1. Gutswein nach VDP

Bei dieser Klasse wird der Wein ausschließlich aus Trauben des angegebenen Weingutes hergestellt. Es werden keine anderen Trauben von dem Weingut eingekauft. Ein Gutsein ist ein Wein mit sehr gutem Preis-Leistungs-Verhältnis.

2. Ortswein nach VDP

In dieser Klasse liegt die Herkunft der Trauben eines Weines innerhalb einer Ortsgrenze. Auch die verwendeten Trauben der Weine müssen in dieser Weinregion vertreten sein. Der Ortswein sollte auch der Weinregion und dem Ort entsprechen und diese bestmöglich widerspiegeln.

3. Erste Lage nach VDP

Weine mit dem VDP-Prädikat „Erste Lage“ sind Weine, die sich über einen längeren Zeitraum hinsichtlich ihrer hervorragenden Qualität bewiesen haben und hervorragende Bedingungen aufweisen.

4. Große Lage nach VDP

VDP „Große Lage“ ist die höchste der vier VDP Klassifizierungen. Trockene Weine in dieser Klasse werden als Großes Gewächs bezeichnet. Nur die hochwertigsten Weinberge Deutschlands schaffen es in diese Klasse, welche von den VDP Regionalverbänden bestimmt werden.

Rebsorte und Weinqualität

Für die Aromatik eines Weines ist auch die Rebsorte entscheidend, welche darüber hinaus auch Farbe und Struktur bestimmt. Es gibt launische und pflegeleichte Rebsorten. Bekannte Rebsorten wie Chardonnay oder Cabernet Sauvignon werden weltweit angebaut. In einem Cuvée werden die Mindestanteile einzelner Rebsorten vorgeschrieben. Eine Vorgehensweise, um die Qualität der Trauben zu erhöhen, ist es, die Erträge pro Hektar in einem Anbaugebiet auf ein bestimmtes Maß zu begrenzen. Außerdem spielt auch das Mostgewicht nach dem „Oechsle-Grad“ eine wichtige Rolle bei der Qualität. Je höher der Oechsle-Grad, desto hochwertiger der Wein und desto mehr Mineralien und Zuckergehalt der Trauben ist vorhanden. Ein Wein mit Prädikat „Kabinett“ muss einen Oechsle-Grad von mindestens 70 haben, ein Wein der Klasse „Auslese“ mindestens 83.

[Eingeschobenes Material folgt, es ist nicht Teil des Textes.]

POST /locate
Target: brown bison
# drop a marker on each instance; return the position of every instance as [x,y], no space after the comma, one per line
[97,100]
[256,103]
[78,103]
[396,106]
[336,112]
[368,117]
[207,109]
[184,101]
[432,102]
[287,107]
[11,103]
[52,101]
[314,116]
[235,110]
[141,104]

Deutsche Prädikatsweine werden dabei in vier Klassen eingeteilt.

Kabinett

Weine mit Prädikat Kabinett bezeichnet eher leichte Weine, die aus reifen Trauben hergestellt werden. Das Mostgewicht nach Oechsle-Grad ist hier noch nicht sehr hoch und liegt je nach Anbaugebiet zwischen 70 und 82 Grad Oechsle. Kabinett Weine haben oft auch einen geringeren Alkoholgehalt.

Spätlese

Wie der Name schon vermuten lässt, werden Weine mit Prädikat Spätlese später gelesen und haben dementsprechend auch ein höheres Mostgewicht. Dieses sorgt für reife Weine mit feiner Frucht. Dieses liegt je nach Anbaugebiet zwischen 76 und 90 Grad Oechsle.

Auslese

Hier werden nur die vollreifen Trauben verwendet. Reife Beeren werden ausgelesen. Auslese Weine haben ein Mostgewicht mit einem Oechsle-Grad von bis zu 100. Die Grundlage für volle und edle Weine.

Beerenauslese

Die Lese erfolgt noch später als bei der Prädikatsstufe Auslese. Bei der Beerenauslese werden überreife Trauben, die bereits eine Edelfäule haben, verwendet. Das sorgt auch für ein hohes Mostgewicht von bis zu 128 Grad Oechsle. So entstehen komplexe Weine mit viel Süße und ordentlicher Säure.

Trockenbeerenauslese

Bei der Trockenbeerenauslese sind die Weintrauben schon faltig und geschrumpft. Die Edelfäule ist fortgeschritten und das Mostgewicht beträgt hier bis zu 154 Grad Oechsle. Das ist das höchste aller Gefühle. Es entstehen Top Dessertweine mit stilvoller Süße. Da die Anforderungen an die Trockenbeerenauslese so hoch sind, können gar nicht jedes Jahr derartige Weine hergestellt werden.